Even quiet passages are given enough
of a balance-nudge to bring them to
the fore. This occasionally militates
against the more mystical-spiritual
writing especially in Neptune where
the Ambrosians seems pretty close. Normally
you might equate Neptune with
the last of the Humbert Wolfe songs,
the otherworldly Betelgeuse;
not this time. That said, the real excesses
of spotlighting are avoided. Right from
the start the listener knows he is on
to a good thing even if deep-down traffic
rumbles add a tactful counterpoint in
a few discreet passages. In Mars
the quietly seething tam-tam passages
are just masterly – like an evocation
of the breath of some malign presence.
The blackness of violent despair is
unmistakably conveyed by the intentionally
awful growling chords that end the movement.

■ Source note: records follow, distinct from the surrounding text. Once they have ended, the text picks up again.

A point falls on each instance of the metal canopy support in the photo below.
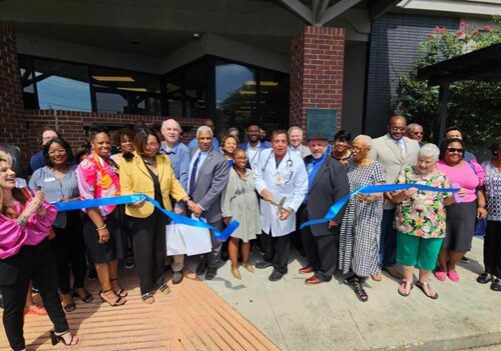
(337, 9)
(299, 9)
(443, 97)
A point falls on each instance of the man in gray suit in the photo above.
(395, 151)
(208, 175)
(327, 183)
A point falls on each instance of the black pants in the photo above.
(276, 250)
(321, 251)
(35, 262)
(213, 258)
(148, 241)
(492, 248)
(69, 249)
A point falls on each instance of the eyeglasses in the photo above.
(57, 152)
(453, 149)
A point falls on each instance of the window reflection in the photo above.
(62, 86)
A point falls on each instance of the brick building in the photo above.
(71, 64)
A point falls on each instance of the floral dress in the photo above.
(423, 214)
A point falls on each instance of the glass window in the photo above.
(28, 82)
(126, 92)
(236, 95)
(62, 86)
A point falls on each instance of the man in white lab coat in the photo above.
(282, 182)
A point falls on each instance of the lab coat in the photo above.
(289, 180)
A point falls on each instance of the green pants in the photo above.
(414, 251)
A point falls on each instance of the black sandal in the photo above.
(122, 292)
(423, 286)
(56, 338)
(88, 298)
(359, 290)
(404, 282)
(119, 302)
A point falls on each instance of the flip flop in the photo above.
(423, 286)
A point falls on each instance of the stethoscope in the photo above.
(289, 164)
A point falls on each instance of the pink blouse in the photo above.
(13, 236)
(468, 175)
(96, 179)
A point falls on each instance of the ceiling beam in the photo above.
(299, 9)
(337, 9)
(379, 8)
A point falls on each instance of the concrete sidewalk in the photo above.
(330, 317)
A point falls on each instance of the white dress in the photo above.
(239, 201)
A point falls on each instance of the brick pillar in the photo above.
(11, 96)
(316, 79)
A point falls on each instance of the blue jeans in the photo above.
(388, 244)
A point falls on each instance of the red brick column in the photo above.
(11, 96)
(316, 79)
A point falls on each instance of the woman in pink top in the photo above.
(25, 253)
(468, 176)
(97, 178)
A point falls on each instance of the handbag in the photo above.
(183, 239)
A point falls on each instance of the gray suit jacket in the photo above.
(385, 150)
(329, 185)
(211, 181)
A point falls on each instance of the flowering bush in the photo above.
(473, 105)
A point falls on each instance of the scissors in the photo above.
(280, 205)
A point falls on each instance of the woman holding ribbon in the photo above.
(98, 180)
(239, 201)
(420, 220)
(150, 173)
(468, 176)
(58, 181)
(25, 253)
(361, 225)
(492, 240)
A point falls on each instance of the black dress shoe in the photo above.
(263, 264)
(484, 278)
(275, 276)
(496, 285)
(177, 277)
(201, 268)
(211, 273)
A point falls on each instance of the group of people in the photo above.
(269, 187)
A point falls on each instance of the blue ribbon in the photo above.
(371, 189)
(127, 199)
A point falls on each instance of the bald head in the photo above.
(363, 140)
(396, 127)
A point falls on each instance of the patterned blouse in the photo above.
(423, 214)
(492, 191)
(96, 179)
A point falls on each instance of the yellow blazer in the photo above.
(135, 179)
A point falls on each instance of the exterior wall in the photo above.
(316, 79)
(11, 99)
(393, 48)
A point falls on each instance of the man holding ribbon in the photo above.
(327, 183)
(208, 175)
(394, 151)
(282, 181)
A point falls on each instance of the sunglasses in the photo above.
(453, 149)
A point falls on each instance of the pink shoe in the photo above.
(440, 275)
(453, 275)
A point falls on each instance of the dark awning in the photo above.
(481, 65)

Venus is given a thoughtful rather
than sensuous reading which convinced
me that previously I had only ever overheard
it. Both in Mars and Venus
I realised how much Bax had been
affected by The Planets in his
Second Symphony which dates from the
early 1920s. In Venus the lapidary
scoring also recalls Delius at his most
ecstatic. Jupiter is sturdy rather
than overwhelming; if you want more
then turn to Previn (EMI) who lets go
where Handley holds it in, tightly buttoned.

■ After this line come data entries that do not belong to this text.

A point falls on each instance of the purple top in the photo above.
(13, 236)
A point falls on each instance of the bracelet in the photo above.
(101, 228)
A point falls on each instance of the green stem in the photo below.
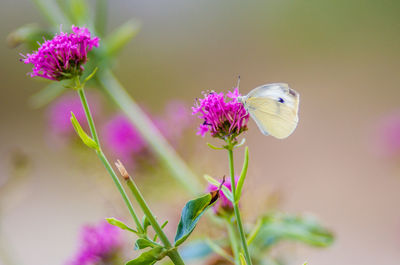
(105, 162)
(173, 253)
(89, 117)
(149, 132)
(236, 207)
(233, 240)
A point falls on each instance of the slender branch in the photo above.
(149, 132)
(233, 240)
(88, 115)
(173, 254)
(236, 207)
(105, 162)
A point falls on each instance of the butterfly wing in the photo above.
(274, 108)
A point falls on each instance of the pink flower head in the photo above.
(223, 116)
(63, 56)
(59, 113)
(389, 131)
(223, 204)
(98, 245)
(122, 138)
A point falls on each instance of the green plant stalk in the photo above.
(105, 162)
(180, 171)
(173, 253)
(233, 239)
(149, 132)
(236, 207)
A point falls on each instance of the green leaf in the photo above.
(220, 251)
(216, 183)
(242, 174)
(120, 37)
(149, 257)
(191, 214)
(241, 143)
(162, 227)
(242, 259)
(142, 243)
(82, 134)
(78, 11)
(120, 224)
(277, 227)
(195, 250)
(90, 76)
(145, 223)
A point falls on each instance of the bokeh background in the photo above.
(342, 56)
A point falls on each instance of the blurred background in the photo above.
(343, 58)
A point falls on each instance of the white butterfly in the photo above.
(274, 108)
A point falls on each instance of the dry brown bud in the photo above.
(122, 170)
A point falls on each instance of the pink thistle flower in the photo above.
(126, 143)
(174, 121)
(59, 113)
(389, 135)
(223, 204)
(223, 116)
(63, 56)
(122, 138)
(98, 245)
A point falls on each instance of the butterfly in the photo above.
(274, 108)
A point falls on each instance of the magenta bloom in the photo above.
(122, 138)
(98, 245)
(59, 113)
(223, 204)
(63, 56)
(175, 119)
(223, 116)
(389, 138)
(126, 143)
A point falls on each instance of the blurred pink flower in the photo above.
(122, 138)
(389, 135)
(63, 56)
(98, 244)
(222, 116)
(59, 113)
(125, 142)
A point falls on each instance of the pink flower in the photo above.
(223, 116)
(63, 56)
(98, 244)
(389, 135)
(122, 138)
(126, 143)
(59, 113)
(223, 204)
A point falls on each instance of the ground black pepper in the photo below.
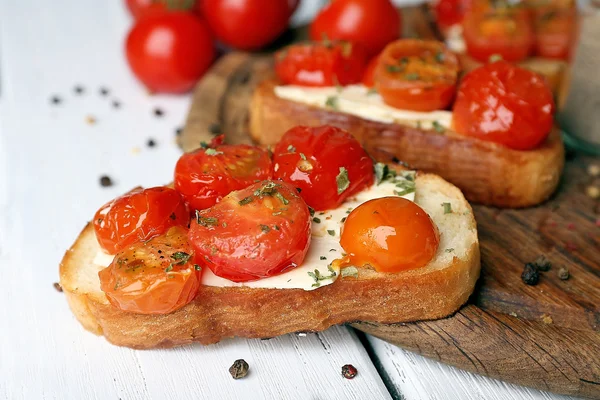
(530, 275)
(349, 371)
(239, 369)
(105, 181)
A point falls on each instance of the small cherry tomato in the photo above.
(417, 75)
(369, 23)
(144, 8)
(205, 176)
(155, 277)
(169, 52)
(320, 64)
(326, 164)
(450, 12)
(247, 24)
(503, 30)
(506, 104)
(253, 233)
(138, 216)
(554, 32)
(391, 234)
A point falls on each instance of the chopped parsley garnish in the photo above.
(331, 101)
(438, 127)
(447, 208)
(342, 180)
(350, 270)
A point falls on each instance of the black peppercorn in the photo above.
(239, 369)
(530, 275)
(349, 371)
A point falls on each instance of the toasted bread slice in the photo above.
(486, 172)
(431, 292)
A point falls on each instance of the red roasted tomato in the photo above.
(138, 216)
(257, 232)
(391, 234)
(247, 24)
(369, 23)
(169, 52)
(320, 64)
(506, 104)
(326, 164)
(498, 30)
(154, 277)
(418, 75)
(205, 176)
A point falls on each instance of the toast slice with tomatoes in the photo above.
(434, 291)
(486, 172)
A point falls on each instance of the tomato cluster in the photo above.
(172, 42)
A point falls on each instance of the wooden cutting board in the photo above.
(545, 336)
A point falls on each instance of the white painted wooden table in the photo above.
(50, 163)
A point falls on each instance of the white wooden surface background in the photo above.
(50, 162)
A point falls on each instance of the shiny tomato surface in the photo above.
(372, 24)
(320, 64)
(326, 164)
(205, 176)
(138, 216)
(418, 75)
(391, 234)
(506, 104)
(505, 31)
(169, 52)
(154, 277)
(253, 233)
(247, 24)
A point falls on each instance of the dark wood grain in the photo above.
(545, 336)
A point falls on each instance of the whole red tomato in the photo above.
(169, 52)
(370, 23)
(145, 8)
(506, 104)
(247, 24)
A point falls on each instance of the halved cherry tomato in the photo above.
(257, 232)
(138, 216)
(391, 234)
(502, 30)
(369, 23)
(506, 104)
(169, 52)
(247, 24)
(320, 64)
(326, 164)
(417, 75)
(155, 277)
(205, 176)
(554, 32)
(450, 12)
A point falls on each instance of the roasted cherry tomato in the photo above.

Holst himself had learnt much from study
of Rimsky’s Sheherazade (1:43)
never mind Dukas’s L’Apprenti Sorcier
which can be heard elsewhere; not just
in Uranus. The magnificent recording
by Floating Earth is further affirmed
in Saturn by the march at 1.50
forwards with the sonorous footfall
of the basses recalling RVW’s Dona
Nobis Pacem and Holst’s own spare
setting of Whitman’s Dirge for Two
Veterans. As that march becomes
heavy with dread so the speakers fill
the room with a wall of sound and deathly
tolling. Even so, where the Boult (1979)
and Previn (1974) make much of the horror-struck
and panic-ridden climax of Saturn
Handley pulls back. In this reading
Uranus must, both in its syncopated
exuberance and occasionally in its jaunty-macabre,
have inspired Constant Lambert in his
Horoscope and in Summer’s
Last Will. The determined loose-limbed
march at 3:05 is predictive of Bliss’s
film score march for Things to Come.
This is a version of
The Planets that is ablaze with
character and should not be missed.
Speaking of which I hope that some company
will also pick up the original tapes
of another almost lost Planets,
this time by that stirringly imaginative
yet neglected conductor, George Hurst.
Hurst was, for years, a mainstay with
the Bournemouth Symphony. He recorded
the Holst suite with them and the Bournemouth
Municipal Choir in Southampton Guildhall
in 1974. It was issued on the budget
Contour label as 2870-367
and then sank from view. No doubt it
has been hampered by its analogue heritage
but it was a very fine recording and
interpretation which deserves revival
every bit as much as Handley’s Planets.
I lost track of the LP years ago but
perhaps someone out there has it and
a CD recorder? I would love to hear
it again and I am sure many others would
too.
As for the other two
works, Handley’s St Paul’s Suite
is a precise and sanguine ‘big band’
reading with ‘big band’ sound: plenty
of visceral excitement. This is definitely
for you if you find Imogen Holst and
the ECO on Lyrita too dainty. The viola
solo in the Intermezzo reaches
forward to Holst’s Lyric Movement
for viola and orchestra. There is also
a dash or two of the North African exoticism
(00.52) that may be more familiar from
his magnificent Beni Mora suite.
The Dargason finale makes joyous
play with counterpoint that is so redolent
of Frank Bridge’s Roger de Coverley.
This performance positively hums with
the sort of power that drove Norman
Del Mar’s 1960s recording of the RVW
Concerto Grosso with the Bournemouth
Symphony (EMI Classics CDM 5 65130 2).
Barry Wordsworth’s fine Brook Green
is cut from similar cloth but here
is done with great tenderness. The recording
is warmer if more generalised and not
as bitingly clear as the Tring original.
An extremely fine Holst
disc, then. Handley’s Planets ablaze
with character and grippingly recorded,
a robust St Paul’s and all generously
coupled with Wordsworth’s Brook Green.